Press Release

Risk to growth for Asia-Pacific highlighted

15/11/2018

The top five risks to the growth of the Asia-Pacific region was highlighted recently by the Pacific Economic Cooperation Council (PECC).

The top five risks to the growth of the Asia-Pacific region was highlighted recently by the Pacific Economic Cooperation Council (PECC).

According to the Co-Chair of the PECC, Ambassador Donald Campbell, the top five risks to the growth of the region in the next 2-3 years are:

  • Increased protectionism and trade wars
  • Possible slowdown in the world trade down
  • A slowdown in the Chinese economy
  • Lack of political leadership
  • Corruption

The Ambassador was speaking while discussing the annual survey which targets people in business and decision making capacities, policy makers, academics and media in APEC communities.

Ambassador Donald made the remarks during a press conference on the State of the Region Report along with SU Ge who is also a Co-Chair for the PECC.

Ambassador Campbell briefly explained that PECC is a network of individual from the non-government organisations, business committees, academia’s and the government in a private capacity with a total of 26 member committees with the APEC countries.
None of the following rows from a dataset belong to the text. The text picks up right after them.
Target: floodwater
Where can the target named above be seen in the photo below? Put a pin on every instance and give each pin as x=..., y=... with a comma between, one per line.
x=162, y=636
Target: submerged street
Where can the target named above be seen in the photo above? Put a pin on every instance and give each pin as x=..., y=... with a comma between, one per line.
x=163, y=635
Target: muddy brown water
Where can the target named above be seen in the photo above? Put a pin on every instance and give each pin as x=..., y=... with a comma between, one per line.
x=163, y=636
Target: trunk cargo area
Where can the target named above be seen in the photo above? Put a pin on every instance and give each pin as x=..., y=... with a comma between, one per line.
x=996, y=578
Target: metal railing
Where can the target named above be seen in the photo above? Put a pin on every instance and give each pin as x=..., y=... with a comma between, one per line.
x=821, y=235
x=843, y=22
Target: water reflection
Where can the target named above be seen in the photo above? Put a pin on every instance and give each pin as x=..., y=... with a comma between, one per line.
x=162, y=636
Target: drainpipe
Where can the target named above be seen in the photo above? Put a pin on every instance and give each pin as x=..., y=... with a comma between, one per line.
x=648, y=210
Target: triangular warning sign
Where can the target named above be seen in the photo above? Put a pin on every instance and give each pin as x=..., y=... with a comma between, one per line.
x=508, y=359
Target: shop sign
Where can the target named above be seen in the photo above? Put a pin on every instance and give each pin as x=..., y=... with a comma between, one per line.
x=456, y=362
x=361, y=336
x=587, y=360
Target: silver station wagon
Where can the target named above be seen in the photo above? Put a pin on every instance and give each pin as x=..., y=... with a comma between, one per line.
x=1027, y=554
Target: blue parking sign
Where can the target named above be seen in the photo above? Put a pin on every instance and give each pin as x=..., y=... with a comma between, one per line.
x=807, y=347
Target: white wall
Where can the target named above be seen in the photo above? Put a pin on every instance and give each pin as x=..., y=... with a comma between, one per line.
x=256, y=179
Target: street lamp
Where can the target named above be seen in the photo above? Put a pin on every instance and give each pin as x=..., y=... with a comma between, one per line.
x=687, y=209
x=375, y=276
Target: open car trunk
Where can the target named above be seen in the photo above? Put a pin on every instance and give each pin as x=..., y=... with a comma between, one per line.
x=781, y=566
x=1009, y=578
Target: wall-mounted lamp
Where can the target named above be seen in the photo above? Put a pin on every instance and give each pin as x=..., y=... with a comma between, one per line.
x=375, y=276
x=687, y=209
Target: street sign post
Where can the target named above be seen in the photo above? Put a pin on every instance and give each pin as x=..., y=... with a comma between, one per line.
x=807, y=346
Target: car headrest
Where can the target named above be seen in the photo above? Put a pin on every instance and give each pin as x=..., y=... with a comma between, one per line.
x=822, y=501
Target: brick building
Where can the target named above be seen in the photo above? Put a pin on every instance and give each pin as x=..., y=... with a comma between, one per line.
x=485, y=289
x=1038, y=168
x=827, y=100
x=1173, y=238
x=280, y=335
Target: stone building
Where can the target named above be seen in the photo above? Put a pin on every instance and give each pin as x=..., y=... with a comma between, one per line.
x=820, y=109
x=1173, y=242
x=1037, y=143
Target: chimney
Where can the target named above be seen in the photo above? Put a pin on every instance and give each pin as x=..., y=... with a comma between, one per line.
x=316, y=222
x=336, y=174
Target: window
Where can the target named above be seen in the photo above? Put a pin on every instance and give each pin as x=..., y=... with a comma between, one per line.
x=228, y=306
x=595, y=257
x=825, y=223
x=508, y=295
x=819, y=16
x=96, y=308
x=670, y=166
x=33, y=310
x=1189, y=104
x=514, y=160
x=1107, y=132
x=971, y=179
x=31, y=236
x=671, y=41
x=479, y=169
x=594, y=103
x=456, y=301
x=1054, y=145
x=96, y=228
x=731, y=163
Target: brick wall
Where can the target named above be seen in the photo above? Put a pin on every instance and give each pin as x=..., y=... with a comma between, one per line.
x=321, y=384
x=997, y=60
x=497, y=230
“We are committed to enhance Asia-Pacific Regional Cooperation. For those of you who are familiar with non-government organization and track 2, we are not quite a track 2, we a sort of track 1.2 or 1.3 since many of us are either have been or are in government, but we are intact in our private capacity,” Ambassador Campbell said.

He also added that the PECC engage in networking and in dialogue as well as networks of experts to assist in deliberation and also provide policy idea.

Ambassador Campbell also announced that there is a State of the Region Report provided by the PECC annually on the insights of the developments in the Asia Pacific Region.

According to the Executive Summary by the Co- Chairs, the Asia-Pacific is expected to grow by 3.9 percent and 3.7 percent in 2019.

The summary also added that, as a result of the materialization of risks to growth, trade conflicts, high commodity prices, rising interests and volatile capital, there is a downward revision made earlier this year.